To remedy this, we should make sure to select the World Miscellaneous region as our region and All Miscellaneous Countries as the country. Also search the Pacific Island region for each name when manually searching the IGI. For Hawaiian ancestors, we should try using the United States as the region. If our ancestor had a surname, we can use the Internet site of www.familysearch.org and choose a generic search. All regions of the IGI as well as Ancestral File and some other Internet sites will be searched. If our ancestor had only one name, this generic search is not available. The computer will ask us for a surname, and if we cannot supply one, the search will not be made.
The ancestor is part of an ancient royal line
If we go back far enough in island genealogy, the same ancestors belong to the Maori, Hawaiian, French Polynesian, Tongan, Samoan, and other island peoples. These same ancient ancestors’ names could be pronounced and spelled differently in Maori, Hawaiian, Samoan, Tongan, Tahitian, Rarotongan, or other languages, even though they are the same person. We do not need to do the temple work for the ancient island royalty as it has already been done numerous times.

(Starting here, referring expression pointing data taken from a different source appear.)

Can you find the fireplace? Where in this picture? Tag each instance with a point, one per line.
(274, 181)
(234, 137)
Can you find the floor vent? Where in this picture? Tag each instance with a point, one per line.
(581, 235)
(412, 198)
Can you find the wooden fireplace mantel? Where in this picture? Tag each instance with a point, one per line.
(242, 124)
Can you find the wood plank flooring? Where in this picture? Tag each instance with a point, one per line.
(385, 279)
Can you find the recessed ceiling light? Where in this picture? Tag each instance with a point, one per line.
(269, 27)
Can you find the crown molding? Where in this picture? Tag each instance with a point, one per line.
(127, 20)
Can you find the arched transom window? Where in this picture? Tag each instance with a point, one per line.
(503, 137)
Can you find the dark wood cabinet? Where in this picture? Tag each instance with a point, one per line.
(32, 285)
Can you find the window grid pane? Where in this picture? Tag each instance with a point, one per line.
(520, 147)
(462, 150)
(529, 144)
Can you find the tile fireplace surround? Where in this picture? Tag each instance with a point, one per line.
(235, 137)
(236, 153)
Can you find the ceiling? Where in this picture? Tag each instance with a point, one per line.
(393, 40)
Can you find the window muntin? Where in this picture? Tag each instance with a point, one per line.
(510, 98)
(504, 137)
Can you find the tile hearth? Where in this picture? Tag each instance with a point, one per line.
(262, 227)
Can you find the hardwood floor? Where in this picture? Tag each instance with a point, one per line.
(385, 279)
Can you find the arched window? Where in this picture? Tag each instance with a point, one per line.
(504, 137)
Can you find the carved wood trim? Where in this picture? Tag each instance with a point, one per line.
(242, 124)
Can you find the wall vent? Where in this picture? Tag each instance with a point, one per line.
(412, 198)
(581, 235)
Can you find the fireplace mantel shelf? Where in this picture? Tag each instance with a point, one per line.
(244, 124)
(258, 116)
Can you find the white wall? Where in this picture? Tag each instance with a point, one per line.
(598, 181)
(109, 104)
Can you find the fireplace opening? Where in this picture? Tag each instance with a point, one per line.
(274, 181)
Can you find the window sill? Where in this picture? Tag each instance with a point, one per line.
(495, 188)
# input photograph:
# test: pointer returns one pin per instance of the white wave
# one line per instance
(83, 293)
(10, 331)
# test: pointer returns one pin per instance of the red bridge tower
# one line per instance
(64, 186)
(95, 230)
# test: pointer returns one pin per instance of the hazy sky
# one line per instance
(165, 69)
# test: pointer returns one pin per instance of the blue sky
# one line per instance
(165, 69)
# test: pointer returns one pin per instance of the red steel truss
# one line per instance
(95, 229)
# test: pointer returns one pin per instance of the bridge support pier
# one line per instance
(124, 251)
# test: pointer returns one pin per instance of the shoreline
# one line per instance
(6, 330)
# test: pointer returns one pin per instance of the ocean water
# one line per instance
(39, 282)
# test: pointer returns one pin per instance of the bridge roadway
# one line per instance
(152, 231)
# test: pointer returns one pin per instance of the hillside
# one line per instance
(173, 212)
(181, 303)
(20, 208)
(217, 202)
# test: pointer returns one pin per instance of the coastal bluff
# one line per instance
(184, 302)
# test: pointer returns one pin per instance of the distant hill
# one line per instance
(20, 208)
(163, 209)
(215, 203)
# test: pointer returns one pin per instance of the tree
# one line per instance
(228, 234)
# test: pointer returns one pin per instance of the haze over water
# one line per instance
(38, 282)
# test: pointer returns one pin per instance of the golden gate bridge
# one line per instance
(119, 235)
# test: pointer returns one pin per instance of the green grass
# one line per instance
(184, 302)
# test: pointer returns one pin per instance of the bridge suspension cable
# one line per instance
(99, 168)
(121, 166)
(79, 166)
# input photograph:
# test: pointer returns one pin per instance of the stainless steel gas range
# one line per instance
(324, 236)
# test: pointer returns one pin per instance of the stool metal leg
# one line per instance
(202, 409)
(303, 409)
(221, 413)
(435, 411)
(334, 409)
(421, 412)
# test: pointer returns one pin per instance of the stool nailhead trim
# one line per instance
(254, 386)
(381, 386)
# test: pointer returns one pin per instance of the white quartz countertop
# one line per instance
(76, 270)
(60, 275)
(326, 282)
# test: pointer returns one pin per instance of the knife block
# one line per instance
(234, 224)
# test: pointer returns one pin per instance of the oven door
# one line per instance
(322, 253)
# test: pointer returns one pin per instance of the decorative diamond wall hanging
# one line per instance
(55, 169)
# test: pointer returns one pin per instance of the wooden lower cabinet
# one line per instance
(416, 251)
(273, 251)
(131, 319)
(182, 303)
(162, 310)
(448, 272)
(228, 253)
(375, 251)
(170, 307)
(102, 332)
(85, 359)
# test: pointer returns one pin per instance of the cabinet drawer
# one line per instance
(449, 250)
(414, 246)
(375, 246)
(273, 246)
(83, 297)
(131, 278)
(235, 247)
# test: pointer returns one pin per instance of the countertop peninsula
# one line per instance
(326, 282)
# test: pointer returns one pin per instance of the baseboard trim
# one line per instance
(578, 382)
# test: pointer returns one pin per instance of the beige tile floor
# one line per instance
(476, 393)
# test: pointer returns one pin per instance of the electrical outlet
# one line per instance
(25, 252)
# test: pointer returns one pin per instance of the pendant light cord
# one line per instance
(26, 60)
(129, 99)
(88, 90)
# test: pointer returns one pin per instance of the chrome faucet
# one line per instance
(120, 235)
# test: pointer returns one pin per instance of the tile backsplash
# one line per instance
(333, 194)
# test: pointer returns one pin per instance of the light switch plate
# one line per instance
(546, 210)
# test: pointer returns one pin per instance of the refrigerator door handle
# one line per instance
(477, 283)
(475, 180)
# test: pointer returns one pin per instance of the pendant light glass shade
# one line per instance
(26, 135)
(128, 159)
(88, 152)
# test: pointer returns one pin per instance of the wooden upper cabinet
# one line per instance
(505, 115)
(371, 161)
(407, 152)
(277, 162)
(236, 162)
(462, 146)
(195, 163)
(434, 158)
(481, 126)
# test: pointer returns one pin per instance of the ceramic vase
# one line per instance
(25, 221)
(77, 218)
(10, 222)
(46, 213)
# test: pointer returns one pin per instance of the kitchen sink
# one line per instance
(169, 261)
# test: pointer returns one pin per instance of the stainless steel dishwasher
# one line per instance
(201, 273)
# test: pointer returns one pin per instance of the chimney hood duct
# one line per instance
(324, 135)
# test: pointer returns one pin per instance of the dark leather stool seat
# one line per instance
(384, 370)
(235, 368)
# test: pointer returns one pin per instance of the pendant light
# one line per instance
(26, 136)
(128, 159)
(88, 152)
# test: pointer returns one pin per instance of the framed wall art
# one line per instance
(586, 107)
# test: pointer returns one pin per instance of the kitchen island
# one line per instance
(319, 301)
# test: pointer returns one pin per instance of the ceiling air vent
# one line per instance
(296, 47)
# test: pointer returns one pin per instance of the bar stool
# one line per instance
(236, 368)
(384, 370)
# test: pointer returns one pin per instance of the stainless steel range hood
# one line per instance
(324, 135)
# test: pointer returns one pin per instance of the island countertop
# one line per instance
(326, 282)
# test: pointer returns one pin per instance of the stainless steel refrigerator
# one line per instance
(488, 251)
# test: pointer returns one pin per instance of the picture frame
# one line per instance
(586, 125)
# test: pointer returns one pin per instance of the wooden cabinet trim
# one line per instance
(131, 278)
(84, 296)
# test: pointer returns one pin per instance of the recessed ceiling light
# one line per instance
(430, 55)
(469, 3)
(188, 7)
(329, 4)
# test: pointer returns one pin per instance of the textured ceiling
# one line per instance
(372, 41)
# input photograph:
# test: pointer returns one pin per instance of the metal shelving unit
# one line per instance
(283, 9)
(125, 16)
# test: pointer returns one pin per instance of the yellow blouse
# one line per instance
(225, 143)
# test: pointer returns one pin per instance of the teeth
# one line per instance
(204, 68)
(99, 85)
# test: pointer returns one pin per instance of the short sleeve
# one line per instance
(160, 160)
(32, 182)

The ordinances were done, but they do not appear on the IGI
Manual Processing Collections, 1949–1981.
Before 1984, theIGI did not accommodate long names, people listed with only one name whose parents or grandparents were also listed with only one name, or estimated dates. Even though people with this type of information were not entered into the IGI, many had their temple ordinances performed, and that information was recorded manually on family group records. This special collection of family group records, called theManual Processing Collections, 1949–1981, has been microfilmed and stored in the Family History Library. Some of the names now appear on theIGI, but many do not.
- We can view these microfilms at the Family History Library or order them from a family history center near us.
The microfilm is located in the US/Canada film area, with the call numbers going from 1553385 to 1553391 (7 rolls). These microfilms list people by the island they are from and then alphabetically by surname, more or less. There is no overall index, so we may need to browse through all of the films.
Note: Searching these records is a time-consuming process. However, it may be worthwhile to view these records since they may be written in our ancestors’ handwriting, and since they may provide us with additional information that we would not have had otherwise. Follow the Spirit when deciding whether or not to search these records.
Records processed manually after 1981.
There is also a collection of family group records, mainly of island people, that were processed manually for temple ordinances after 1981, and are not yet on the IGI.
- We can view these family group records by calling Debbie Latimer at the Family History Library in Salt Lake City.
Copying temple information onto our PAF files
When you put your PAF diskette into TempleReady, you can select the Update Records option.
The computer program will add to your files the ordinance information that matches the names and dates for ancestors on your records.
you can get better results by selecting families rather than individuals.